The volume begins with a series of rural poems; titles like “Waving to a Neighbor Around Dusk” and “Summer Storm” suggest their gentle, direct approach. “Imaginary Homecoming” works in crafty way toward some chillingly unexpected images that mix violence and nostalgia: “Here you were run over by a tractor. / There you shot at a rabbit four times. … / Here, I think this is what they told me, / you started to walk.”
The next two sections shift toward a more interior and cosmopolitan voice. The famous Spanish poet Federico Garcia Lorca is invoked more than once, perhaps a risky move, but Bauer’s spacious imagery generally bears up well: “The sound of men slapping / wood with hammers / echoes across the valley. / The silence is vast enough / to hear a swallow memorize / the air beat under its wings.” If “I’ll Say it This Way” owes something to the exuberant, grungy energy of Lorca’s New York poems, Bauer has chosen a worthy master and poetic partner, and finds his own (distinctly heterosexual) version of Lorca’s “soft surrealism.”

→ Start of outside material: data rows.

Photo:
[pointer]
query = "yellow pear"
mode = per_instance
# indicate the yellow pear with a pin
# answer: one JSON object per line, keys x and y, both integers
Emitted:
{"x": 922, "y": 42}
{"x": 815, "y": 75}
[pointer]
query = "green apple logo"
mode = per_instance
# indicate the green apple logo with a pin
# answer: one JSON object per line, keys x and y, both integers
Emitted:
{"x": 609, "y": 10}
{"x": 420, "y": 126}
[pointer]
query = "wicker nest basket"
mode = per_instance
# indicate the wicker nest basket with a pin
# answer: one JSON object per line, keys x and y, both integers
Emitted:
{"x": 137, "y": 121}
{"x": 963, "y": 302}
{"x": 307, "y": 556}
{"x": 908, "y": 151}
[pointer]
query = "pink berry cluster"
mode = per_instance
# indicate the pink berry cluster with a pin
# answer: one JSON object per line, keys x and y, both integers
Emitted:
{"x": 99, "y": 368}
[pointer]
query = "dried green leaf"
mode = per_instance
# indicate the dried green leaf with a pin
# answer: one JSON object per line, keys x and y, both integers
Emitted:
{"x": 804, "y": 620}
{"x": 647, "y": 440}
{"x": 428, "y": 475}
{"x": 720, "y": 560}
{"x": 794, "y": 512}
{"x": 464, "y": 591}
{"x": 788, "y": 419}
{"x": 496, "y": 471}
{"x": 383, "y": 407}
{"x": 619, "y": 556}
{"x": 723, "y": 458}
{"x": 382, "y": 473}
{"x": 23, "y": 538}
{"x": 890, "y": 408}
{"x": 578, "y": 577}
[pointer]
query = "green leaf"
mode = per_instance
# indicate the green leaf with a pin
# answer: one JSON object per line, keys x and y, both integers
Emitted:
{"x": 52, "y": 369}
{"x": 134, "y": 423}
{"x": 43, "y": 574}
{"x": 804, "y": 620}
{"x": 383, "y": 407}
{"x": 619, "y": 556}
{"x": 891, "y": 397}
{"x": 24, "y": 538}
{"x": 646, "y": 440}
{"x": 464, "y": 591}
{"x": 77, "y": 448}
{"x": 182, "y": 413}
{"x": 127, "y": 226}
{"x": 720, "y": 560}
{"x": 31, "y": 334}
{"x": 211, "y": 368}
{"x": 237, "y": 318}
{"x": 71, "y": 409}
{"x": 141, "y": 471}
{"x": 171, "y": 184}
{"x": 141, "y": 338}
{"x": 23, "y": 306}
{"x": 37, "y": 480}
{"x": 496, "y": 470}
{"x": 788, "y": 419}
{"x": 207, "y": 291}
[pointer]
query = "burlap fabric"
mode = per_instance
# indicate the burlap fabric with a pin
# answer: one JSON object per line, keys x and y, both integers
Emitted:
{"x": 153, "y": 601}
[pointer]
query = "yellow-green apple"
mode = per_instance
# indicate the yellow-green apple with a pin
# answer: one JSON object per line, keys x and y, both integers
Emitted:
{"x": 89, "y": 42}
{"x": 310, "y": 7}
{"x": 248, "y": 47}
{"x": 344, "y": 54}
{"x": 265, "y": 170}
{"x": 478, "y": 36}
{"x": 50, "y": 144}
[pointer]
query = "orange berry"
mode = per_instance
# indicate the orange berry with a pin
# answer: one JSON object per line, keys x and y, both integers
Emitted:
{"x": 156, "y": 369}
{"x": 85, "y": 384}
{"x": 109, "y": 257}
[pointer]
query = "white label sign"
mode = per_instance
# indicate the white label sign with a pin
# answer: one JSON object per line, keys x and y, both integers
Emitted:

The poet holds a BA from Central College in Iowa and an MFA in poetry from Sarah Lawrence College; he currently lives and teaches in Iowa. His poems have appeared in Barrow Street, The North American Review, Rhino, and other journals; this is his first book. In it, shadowy female figures move throughout, sometimes distant, sometimes nearer, and erotic energy fuels many of the poems, especially in the second half of the volume. “The woman I think I can love / is upstairs and / the man I want to be / waits in the basement / for the other woman / he desires to leave,” Bauer writes ruefully in “The Sound of Habitation.” In “Landscape with Swallows” he writes of a wife who “wants to be a bird / flying above Barcelona,” and the magical realism deepens into a beautifully oblique sense of just how tenuous one’s hold on another person may be.
Several poems in the third section are set in a mysterious “City of Q,” a slightly blurry European sort of place, and those poems threaten to become a bit stagy. Bauer is at his best when he finds an uneasy but productive balance between his impulses toward surrealism and straight description, erotic mysticism and realism, as in the ominous “Waiting,” which concludes memorably: “Here they come. Where have you been boys? / Give me your ears. Today we learn to die.”